- Developer: Thunder Lotus Games
- Publisher: Thunder Lotus Games
- Director: Stephan Logier
- Composer: Maxime Lacoste-Lebuis
- Platforms: Windows; Xbox Series X/S;
- Release: March 18, 2025 (early access) June 10, 2026 (full release)
- Genres: Action, roguelike
- Mode: Multiplayer

= 33 Immortals =

33 Immortals is an action roguelike video game developed and published by Thunder Lotus Games. The game was released for Windows and Xbox Series X/S through early access on March 18, 2025, and was fully released on June 10, 2026.

==Gameplay==
33 Immortals is an action video game played from a top-down perspective. In the game, the player assumes control of a damned soul who must fight through Hell, Purgatory and Heaven as they rebel against a cruel God who banishes them. The game supports 33-player cooperative multiplayer, and each gameplay session, which lasts around 25 minutes, is comparable to raid missions from massively multiplayer online games (MMO).

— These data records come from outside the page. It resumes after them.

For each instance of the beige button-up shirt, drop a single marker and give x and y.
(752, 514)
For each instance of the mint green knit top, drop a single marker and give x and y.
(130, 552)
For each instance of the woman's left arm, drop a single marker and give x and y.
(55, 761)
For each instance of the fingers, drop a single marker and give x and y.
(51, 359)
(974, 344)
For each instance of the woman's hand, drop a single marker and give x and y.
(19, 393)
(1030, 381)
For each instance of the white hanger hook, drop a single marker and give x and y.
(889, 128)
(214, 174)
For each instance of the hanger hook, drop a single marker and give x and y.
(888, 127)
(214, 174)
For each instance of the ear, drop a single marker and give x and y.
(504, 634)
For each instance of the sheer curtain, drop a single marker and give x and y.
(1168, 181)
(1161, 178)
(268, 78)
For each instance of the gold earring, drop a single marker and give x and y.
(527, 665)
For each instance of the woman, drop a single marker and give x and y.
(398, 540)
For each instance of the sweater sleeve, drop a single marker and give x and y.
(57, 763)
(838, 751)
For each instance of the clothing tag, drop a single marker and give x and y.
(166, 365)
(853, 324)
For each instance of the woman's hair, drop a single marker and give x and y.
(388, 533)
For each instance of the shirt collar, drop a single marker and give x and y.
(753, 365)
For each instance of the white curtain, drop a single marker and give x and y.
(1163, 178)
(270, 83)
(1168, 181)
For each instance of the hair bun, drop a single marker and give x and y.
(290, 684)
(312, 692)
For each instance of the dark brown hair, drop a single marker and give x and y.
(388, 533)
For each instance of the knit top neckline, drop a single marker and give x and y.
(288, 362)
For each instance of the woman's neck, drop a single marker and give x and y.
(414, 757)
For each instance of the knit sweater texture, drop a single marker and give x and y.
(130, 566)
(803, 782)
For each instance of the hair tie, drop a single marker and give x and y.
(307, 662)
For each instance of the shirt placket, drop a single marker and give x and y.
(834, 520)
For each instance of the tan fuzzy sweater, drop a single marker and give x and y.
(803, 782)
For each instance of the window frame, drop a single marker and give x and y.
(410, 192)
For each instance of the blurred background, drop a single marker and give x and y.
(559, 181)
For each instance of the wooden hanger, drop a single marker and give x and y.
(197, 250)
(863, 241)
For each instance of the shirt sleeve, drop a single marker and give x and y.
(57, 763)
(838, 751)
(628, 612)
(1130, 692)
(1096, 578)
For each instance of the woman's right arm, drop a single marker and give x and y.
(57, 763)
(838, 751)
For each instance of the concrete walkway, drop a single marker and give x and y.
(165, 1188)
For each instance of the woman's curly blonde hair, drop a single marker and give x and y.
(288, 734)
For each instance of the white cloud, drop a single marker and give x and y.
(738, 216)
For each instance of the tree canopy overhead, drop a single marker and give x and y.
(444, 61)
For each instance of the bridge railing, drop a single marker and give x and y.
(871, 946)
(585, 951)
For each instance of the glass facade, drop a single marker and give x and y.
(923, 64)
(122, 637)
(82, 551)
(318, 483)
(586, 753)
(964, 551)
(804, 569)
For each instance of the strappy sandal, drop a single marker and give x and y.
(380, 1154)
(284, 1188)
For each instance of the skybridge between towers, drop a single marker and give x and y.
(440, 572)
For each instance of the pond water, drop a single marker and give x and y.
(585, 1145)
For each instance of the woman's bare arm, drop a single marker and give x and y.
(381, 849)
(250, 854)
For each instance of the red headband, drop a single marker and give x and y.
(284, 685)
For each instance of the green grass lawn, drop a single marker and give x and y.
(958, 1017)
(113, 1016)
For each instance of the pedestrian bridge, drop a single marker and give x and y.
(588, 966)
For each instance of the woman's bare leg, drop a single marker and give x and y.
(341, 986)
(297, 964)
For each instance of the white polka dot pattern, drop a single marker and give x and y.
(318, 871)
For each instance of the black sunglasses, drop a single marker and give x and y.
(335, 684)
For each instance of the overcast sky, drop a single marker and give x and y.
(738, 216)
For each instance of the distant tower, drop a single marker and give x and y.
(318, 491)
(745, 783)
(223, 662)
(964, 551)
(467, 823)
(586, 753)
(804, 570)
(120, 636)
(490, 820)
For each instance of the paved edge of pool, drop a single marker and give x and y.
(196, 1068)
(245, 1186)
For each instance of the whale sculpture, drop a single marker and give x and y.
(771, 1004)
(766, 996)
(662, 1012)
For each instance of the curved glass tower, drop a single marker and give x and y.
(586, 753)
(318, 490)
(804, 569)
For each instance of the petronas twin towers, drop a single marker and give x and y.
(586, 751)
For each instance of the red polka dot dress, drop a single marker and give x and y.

Players start each session in the "Dark Forest", a hub world in which players can select their character archetypes (melee, ranged, support, or tank) before venturing through the Eternal Gate into the battlefield. In the first zone, called Inferno, players are initially split into teams of six as they explore the map and completes Torture Chambers (described by the team as mini-dungeons). Once a chamber is completed, players will unlock Relics and trigger God's wrath, which causes the entire map to be engulfed in fire. The remaining surviving players are then split into three teams, with each team having one chance to complete "Ascension Battles", which unlock Legendary Relics that provide global bonuses to the entire team. The session will then culminate with a boss fight. Enemies placement, gameplay challenges and rewards in each session are randomly generated. The players are then returned to the Dark Forest in which they can change their loadout and interact with non-playable characters to unlock new weapons, relics and poetic perks, which typically provide stat advantages.

Players can freely customize their playable avatar with various cosmetic items. The game features 14 different weapons inspired by the seven deadly sins and the seven heavenly virtues, and players must collaborate with each other to unleash "co-op powers", which are powerful moves that can inflict a large amount of devastating damage to enemies. If a player is defeated, other players can revive them within a set period, though the game has a set difficulty, meaning that players are more likely to complete their objectives and defeat the bosses successfully if all of their teammates survive.

==Development==
33 Immortals was developed by Thunder Lotus Games, the studio behind Spiritfarer. The setting of the game was inspired by The Divine Comedy, with Dante, Beatrice, Virgil, and Charon all appearing in the game as supporting characters, though their backgrounds were reworked to meet modern values. For instance, Beatrice was reimagined from a guide in Purgatory to the "leader of the rebellion", and Virgil becomes a female scholar who is interested in "science, moral values, and the use of weapons".

33 Immortals is Thunder Lotus' first online video game. To meet the challenges of developing an online game, the studio expanded into two parallel development team, and recruited personnel with prior experience working on a multiplayer project. While preparing extensively is essential for players to succeed in raid missions in other MMO games, 33 Immortals was described by the team as a "pick up and raid" experience, as the game streamlines the mission process and allows players to jump into action "as quick and seamless as possible". While the team initially experimented with having 100 players in a gameplay session, the maximum player count was reduced to 33. According to the team, 33 was chosen because each part of The Divine Comedy has 33 chapters.

Thunder Lotus announced 33 Immortals in June 2023 at the Xbox Games Showcase.

==Release==
The game was released via early access on March 18, 2025 for Windows and Xbox Series X/S. As of June 2025, Thunder Lotus aimed to fully release the game in 2026, with Thunder Lotus announcing the game to release on June 10, 2026.